Ясно, что кони нужны были для быстрого переезда — для перекочевки из одного мира в другой. Чем больше их было, тем лучше — тем богаче и подвижнее был умерший в новом для него мире.
О других верованиях кимаков, а тем более кипчаков сохранились весьма отрывочные свидетельства. Так, Гар-дизи писал, что кимаки поклоняются реке Иртыш и говорят, что «река — бог человека», а в более поздних источниках сохранились сведения о поклонении огню и даже об обычае части кимаков сжигать своих мертвых, о поклонении солнцу и звездам. «Кумамы (кипчаки) занимаются астрологией, пользуются показаниями звезд и поклоняются им»,— писал Абульфеда. Абу-Дулаф писал о волховании кимаков, в частности о камнях, которыми они вызывают дождь. Вера в таинственную силу камней была очень широко распространена среди тюркоязычных пародов.
Поклонялись кимаки и скалам с изображениями (видимо, древним писаницам) и изображениям человеческой ступни и конского копыта. Ал-Идриси говорил о вере в различных духов, а также о принятии некоторыми ки-маками манихейства и мусульманства. Две последние религии начали проникать к кимакам, видимо, в X в. и распространились среди них значительно позже, причем только в центральных областях — в Прииртышье и Прибалхашье.
Кочующие на западных окраинах каганата кипчаки в X в. вряд ли склонны были принимать и постигать чуждые им религиозные системы. Им необходимы были решительные действия и идеология, которая давала бы обоснование этим действиям. Гадания шаманов по звездам, шаманские камлания над священными камнями и сгоревшими бараньими лопатками, святилища предков, окру-
женные сотнями убитых врагов, предрекали кипчакам борьбу, звали в далекие походы.

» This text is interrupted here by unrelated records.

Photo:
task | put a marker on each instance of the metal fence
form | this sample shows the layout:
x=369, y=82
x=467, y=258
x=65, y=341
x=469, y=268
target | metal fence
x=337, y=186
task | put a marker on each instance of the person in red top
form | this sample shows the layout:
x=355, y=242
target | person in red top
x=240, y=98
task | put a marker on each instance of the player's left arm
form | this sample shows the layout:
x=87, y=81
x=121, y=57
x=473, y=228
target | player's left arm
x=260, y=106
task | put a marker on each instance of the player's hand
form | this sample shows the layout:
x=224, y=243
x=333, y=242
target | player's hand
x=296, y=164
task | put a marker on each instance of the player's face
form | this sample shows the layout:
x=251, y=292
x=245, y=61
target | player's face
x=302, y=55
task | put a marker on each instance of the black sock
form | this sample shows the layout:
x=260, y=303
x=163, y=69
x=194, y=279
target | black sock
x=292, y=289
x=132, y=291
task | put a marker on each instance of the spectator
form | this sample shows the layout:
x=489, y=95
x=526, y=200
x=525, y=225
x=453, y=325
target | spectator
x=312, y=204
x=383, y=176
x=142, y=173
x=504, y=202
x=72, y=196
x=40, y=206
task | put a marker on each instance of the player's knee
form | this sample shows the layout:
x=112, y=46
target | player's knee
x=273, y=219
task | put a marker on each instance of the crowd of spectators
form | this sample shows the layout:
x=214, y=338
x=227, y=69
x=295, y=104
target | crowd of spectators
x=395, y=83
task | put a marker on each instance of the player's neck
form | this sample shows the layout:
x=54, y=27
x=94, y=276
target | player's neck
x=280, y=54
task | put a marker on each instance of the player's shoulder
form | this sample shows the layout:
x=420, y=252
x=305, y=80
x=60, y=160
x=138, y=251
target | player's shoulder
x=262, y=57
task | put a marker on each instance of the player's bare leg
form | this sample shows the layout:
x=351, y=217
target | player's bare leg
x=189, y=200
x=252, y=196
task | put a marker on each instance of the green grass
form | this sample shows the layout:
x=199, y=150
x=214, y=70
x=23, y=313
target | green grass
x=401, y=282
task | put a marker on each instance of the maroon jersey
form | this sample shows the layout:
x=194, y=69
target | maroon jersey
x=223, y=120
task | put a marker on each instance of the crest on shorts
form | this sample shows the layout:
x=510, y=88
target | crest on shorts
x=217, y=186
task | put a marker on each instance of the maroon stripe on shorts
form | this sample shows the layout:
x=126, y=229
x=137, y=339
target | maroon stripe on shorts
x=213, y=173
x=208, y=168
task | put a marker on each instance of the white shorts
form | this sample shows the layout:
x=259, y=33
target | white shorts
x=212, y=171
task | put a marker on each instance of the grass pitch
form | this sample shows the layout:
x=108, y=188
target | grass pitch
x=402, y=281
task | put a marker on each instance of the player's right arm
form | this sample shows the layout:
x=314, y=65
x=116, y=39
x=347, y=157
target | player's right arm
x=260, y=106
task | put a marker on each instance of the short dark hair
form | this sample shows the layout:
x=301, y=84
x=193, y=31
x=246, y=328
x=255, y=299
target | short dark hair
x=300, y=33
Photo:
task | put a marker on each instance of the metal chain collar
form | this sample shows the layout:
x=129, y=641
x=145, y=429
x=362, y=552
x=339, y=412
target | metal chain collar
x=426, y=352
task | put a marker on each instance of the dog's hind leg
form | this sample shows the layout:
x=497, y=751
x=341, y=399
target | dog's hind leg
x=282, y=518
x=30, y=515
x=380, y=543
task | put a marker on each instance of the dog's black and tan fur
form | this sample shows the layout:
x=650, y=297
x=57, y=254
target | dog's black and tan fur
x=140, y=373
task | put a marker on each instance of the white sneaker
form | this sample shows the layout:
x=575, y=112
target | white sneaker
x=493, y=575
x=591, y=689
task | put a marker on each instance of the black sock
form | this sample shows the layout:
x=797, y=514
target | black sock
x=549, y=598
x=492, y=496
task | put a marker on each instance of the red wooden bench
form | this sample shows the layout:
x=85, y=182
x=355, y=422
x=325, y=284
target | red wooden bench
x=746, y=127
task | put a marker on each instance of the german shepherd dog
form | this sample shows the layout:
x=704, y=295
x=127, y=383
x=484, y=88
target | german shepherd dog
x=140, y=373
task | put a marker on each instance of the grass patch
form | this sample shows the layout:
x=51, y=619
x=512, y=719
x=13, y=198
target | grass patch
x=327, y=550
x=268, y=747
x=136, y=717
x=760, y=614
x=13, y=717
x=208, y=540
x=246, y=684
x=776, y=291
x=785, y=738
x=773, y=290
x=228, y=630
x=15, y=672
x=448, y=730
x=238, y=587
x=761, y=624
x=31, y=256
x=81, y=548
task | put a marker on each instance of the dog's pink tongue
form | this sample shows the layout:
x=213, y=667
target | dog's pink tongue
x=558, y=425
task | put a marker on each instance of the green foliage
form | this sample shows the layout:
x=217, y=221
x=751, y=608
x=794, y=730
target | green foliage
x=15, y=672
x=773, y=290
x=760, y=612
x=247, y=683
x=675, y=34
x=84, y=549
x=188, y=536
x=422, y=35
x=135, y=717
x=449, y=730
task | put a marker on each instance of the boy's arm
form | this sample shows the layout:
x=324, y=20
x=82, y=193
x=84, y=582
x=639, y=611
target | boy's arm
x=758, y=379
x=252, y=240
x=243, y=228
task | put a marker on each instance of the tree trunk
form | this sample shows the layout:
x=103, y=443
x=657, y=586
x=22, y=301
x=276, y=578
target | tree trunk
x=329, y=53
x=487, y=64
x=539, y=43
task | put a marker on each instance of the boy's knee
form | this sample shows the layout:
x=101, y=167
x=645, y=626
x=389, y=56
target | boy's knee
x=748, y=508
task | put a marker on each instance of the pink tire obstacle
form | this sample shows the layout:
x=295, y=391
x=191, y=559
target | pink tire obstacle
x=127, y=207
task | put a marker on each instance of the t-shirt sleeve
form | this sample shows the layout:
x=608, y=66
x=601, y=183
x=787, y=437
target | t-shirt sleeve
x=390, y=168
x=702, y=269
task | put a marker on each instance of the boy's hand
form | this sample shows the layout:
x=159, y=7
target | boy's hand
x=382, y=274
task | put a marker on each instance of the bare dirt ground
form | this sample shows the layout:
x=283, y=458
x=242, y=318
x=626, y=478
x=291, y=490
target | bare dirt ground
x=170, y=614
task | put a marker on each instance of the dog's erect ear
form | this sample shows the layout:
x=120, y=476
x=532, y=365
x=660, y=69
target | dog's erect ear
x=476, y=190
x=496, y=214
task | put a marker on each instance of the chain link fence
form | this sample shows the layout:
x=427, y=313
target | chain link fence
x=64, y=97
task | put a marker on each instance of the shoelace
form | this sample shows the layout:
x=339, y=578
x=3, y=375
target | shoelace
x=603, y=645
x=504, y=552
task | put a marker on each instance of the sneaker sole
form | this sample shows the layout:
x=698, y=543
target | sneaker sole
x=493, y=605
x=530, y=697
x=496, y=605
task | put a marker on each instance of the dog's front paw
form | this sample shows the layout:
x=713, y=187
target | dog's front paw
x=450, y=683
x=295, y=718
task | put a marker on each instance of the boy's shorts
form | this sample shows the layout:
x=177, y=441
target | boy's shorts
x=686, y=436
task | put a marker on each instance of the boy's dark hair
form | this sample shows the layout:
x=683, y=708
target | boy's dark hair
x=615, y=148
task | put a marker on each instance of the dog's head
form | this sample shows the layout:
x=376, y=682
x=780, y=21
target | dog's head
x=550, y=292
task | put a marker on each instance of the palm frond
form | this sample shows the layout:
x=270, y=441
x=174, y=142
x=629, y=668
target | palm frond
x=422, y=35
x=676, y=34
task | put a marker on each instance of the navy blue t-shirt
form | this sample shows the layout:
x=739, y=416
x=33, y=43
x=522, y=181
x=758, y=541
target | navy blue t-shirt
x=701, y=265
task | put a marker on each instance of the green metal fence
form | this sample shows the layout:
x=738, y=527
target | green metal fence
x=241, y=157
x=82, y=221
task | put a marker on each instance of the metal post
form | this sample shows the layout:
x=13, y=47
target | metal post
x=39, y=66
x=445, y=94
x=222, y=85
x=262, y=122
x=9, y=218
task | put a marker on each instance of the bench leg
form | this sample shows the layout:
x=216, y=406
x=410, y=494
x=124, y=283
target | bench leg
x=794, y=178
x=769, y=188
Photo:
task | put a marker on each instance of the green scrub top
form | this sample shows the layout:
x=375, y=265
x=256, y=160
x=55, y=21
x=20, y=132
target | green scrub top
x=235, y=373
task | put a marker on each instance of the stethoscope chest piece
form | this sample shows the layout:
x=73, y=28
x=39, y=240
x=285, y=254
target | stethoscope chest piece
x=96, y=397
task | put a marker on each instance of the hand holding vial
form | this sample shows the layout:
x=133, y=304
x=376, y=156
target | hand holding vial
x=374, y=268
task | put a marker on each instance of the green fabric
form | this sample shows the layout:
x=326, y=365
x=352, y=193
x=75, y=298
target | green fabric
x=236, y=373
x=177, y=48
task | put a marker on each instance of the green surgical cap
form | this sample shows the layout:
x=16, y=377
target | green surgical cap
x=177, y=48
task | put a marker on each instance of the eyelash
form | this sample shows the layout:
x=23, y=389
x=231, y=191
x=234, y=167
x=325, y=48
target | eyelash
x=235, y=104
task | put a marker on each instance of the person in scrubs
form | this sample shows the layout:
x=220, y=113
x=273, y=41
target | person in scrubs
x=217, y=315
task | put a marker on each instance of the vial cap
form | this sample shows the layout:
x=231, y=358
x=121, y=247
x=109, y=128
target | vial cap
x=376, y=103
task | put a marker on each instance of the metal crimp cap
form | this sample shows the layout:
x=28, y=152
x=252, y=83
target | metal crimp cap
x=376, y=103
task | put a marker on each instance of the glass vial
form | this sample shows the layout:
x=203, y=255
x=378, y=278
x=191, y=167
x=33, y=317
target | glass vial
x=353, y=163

Реальных причин для этого также накопилось достаточно. Прежде всего, для выпаса растущих с каждым годом стад необходимы были новые пастбища. Длительный мирный период, обеспеченный сильной центральной властью кимакского кагана, кончился. Бурное развитие экономики в государстве привело к центробежным стремлениям отдельных владений, а значит, и к. связанным с ними междоусобицам. На окраинных землях кимакские и кипчакские воины включались поодиночке, а иногда и целыми родами в гузское (сельджукское) движение. Богатая аристократия захватывала кочевые маршруты и пастбища. Рядовые кочевники, не ушедшие с родных земель, или шли в кабалу, или занимались разбоем, грабя кочевья более слабых соседей. Центральная власть уже не справлялась с одной из основных задач — наведением порядка внутри страны. Кипчаки фактически получили самостоятельность уже на рубеже X и XI вв. С начала XI в. они двинулись к западу. Примерно в 30-х годах этого века персидский автор Байхани фиксирует их местонахождение у границ Хорезма, а другой восточный писатель — таджик Насири Хусрау в середине XI в. называет приаральские степи уже не гузскими, как это делали его предшественники, а кипчакскими.